Apparently redoubling its efforts to win the streaming wars, cable provider Comcast has announced a new wireless streaming device called the XiOne.
A quick point of clarification here, before we continue: A Comcast spokesperson apparently told Vulture that the device’s name should be pronounced “more like an acronym, so the letter X, the letter I, and then the number one. So ‘X – i – 1.’” Sounds more like a child of Grimes and Elon Musk than a streaming device, but OK!
The XiOne is reportedly coming soon to customers in the U.S. who use Xfinity Flex, Comcast’s streaming product for broadband-only cable customers, though it’s now available for the company’s SkyQ customers in Italy and Germany. Eventually, the device will also be available through Comcast partners like Cox Communications in the U.S. and Rogers, Shaw and Videotron in Canada.
The XiOne supports Wi-Fi 6, 4K UHD, HDR, Dolby Vision, and Dolby Atmos, and it’s obviously Comcast’s play to compete with Roku and Fire TV, both of which have recently set about embedding their own streaming products in partner TV sets. But Comcast spent years timidly recusing itself from the streaming wars, only to lift its giant dinosaur head up in 2021 and find itself hemorrhaging subscribers along with every other major cable television player in the U.S., and there’s no indication that it would fare better at distribution than other well-established brands that are lighter on their feet.
The new device is being rolled out amid rumors that Comcast is planning to insert the X1 tech that currently powers its set-top boxes into other devices—namely, its own branded line of smart TVs. Just last week, Protocol reported that Comcast has partnered with Walmart and Hisense to develop the “XClass TV,” which will also run a version of the company’s proprietary operating system.

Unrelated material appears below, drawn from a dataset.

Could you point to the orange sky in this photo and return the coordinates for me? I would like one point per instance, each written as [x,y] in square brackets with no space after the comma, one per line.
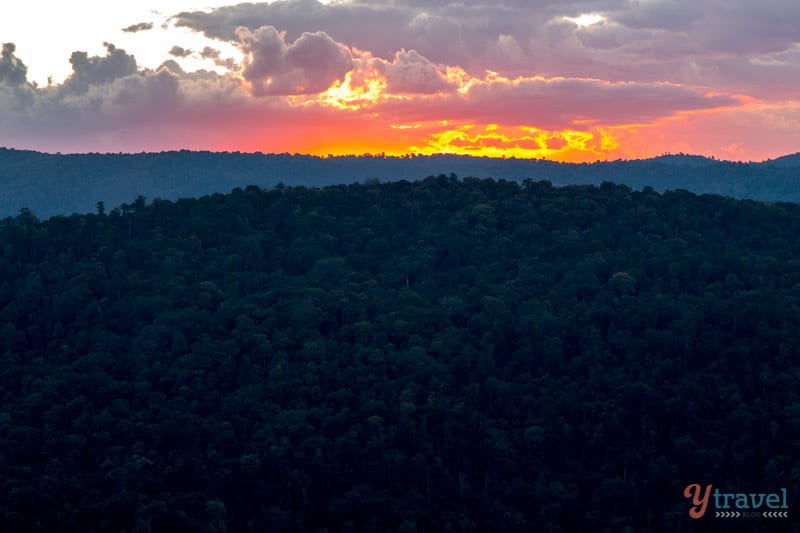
[560,81]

Unlike Comcast’s other set top devices, however, the “XClass TV” would be available to everyone—not just those who subscribe to the company’s cable services.

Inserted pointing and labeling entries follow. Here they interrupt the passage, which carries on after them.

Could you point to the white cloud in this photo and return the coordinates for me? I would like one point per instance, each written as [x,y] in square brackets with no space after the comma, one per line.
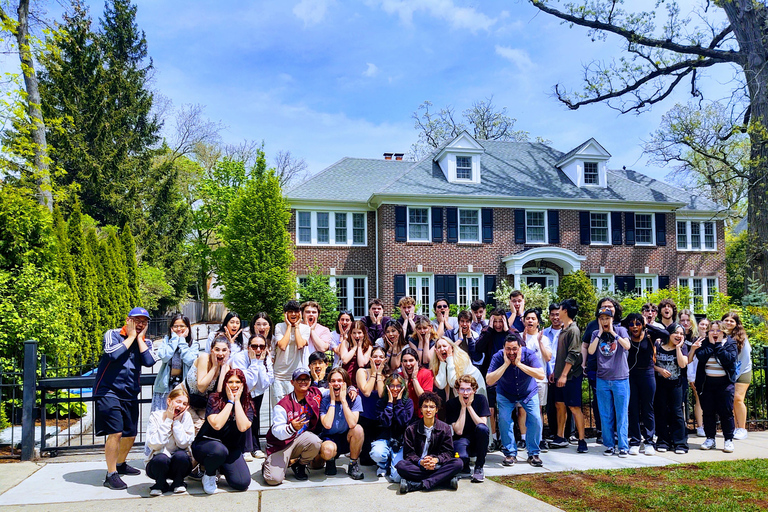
[372,70]
[311,12]
[519,58]
[458,17]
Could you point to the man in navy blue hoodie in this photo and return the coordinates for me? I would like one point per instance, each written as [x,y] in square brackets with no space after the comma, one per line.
[116,392]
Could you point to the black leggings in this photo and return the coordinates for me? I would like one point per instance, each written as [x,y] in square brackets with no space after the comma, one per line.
[162,467]
[212,454]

“When Sky joined the Comcast family, we brought together our engineers to share insights, roadmaps, talent, and technology to support our global customers,” Charlie Herrin, president of technology for Comcast, said in a statement. “The launch of our new XiOne device is a direct result of these efforts and underscores how our collaborative development approach can bring new and innovative streaming products to markets faster and more efficiently.”
Comcast may be chomping at the bit to become a streaming giant, but it’s all too little, too late. Rather than spending years hatching increasingly elaborate plans to throttle competing streaming services, Comcast should have gone on the offensive, embraced the soup it was swimming in, and set out to develop a competing service right away. But that’s not what happened, and now, there’s little to no reason to believe that a regional cable company, and a late entrant to the streaming wars at that, even stands a chance against its competitors.

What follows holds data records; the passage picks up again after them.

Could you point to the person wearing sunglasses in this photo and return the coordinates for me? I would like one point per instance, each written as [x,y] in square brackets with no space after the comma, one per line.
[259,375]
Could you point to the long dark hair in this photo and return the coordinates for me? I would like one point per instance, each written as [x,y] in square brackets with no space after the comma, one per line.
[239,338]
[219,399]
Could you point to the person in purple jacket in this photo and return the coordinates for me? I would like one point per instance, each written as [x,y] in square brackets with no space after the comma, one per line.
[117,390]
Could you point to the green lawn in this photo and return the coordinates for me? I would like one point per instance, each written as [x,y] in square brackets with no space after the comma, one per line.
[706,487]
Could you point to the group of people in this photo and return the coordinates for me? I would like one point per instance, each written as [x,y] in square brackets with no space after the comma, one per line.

There’s also the pesky little fact that Comcast is, at the end of the day, a cable giant with a cable giant’s mentality, and that mentality has historically been whatever the opposite of “the customer is king” is. When the company first rolled out Flex, which was billed as a free streaming service that came with a free 4K streaming box for Comcast’s internet subscribers, it charged ridiculous fees for hardware rentals. (The fee is now $5/month for additional Flex boxes after the first.) And all this for the customer support of the brand that was named the “Worst Company in America” not once, but twice in the last decade? Reader, allow me to suggest a Roku.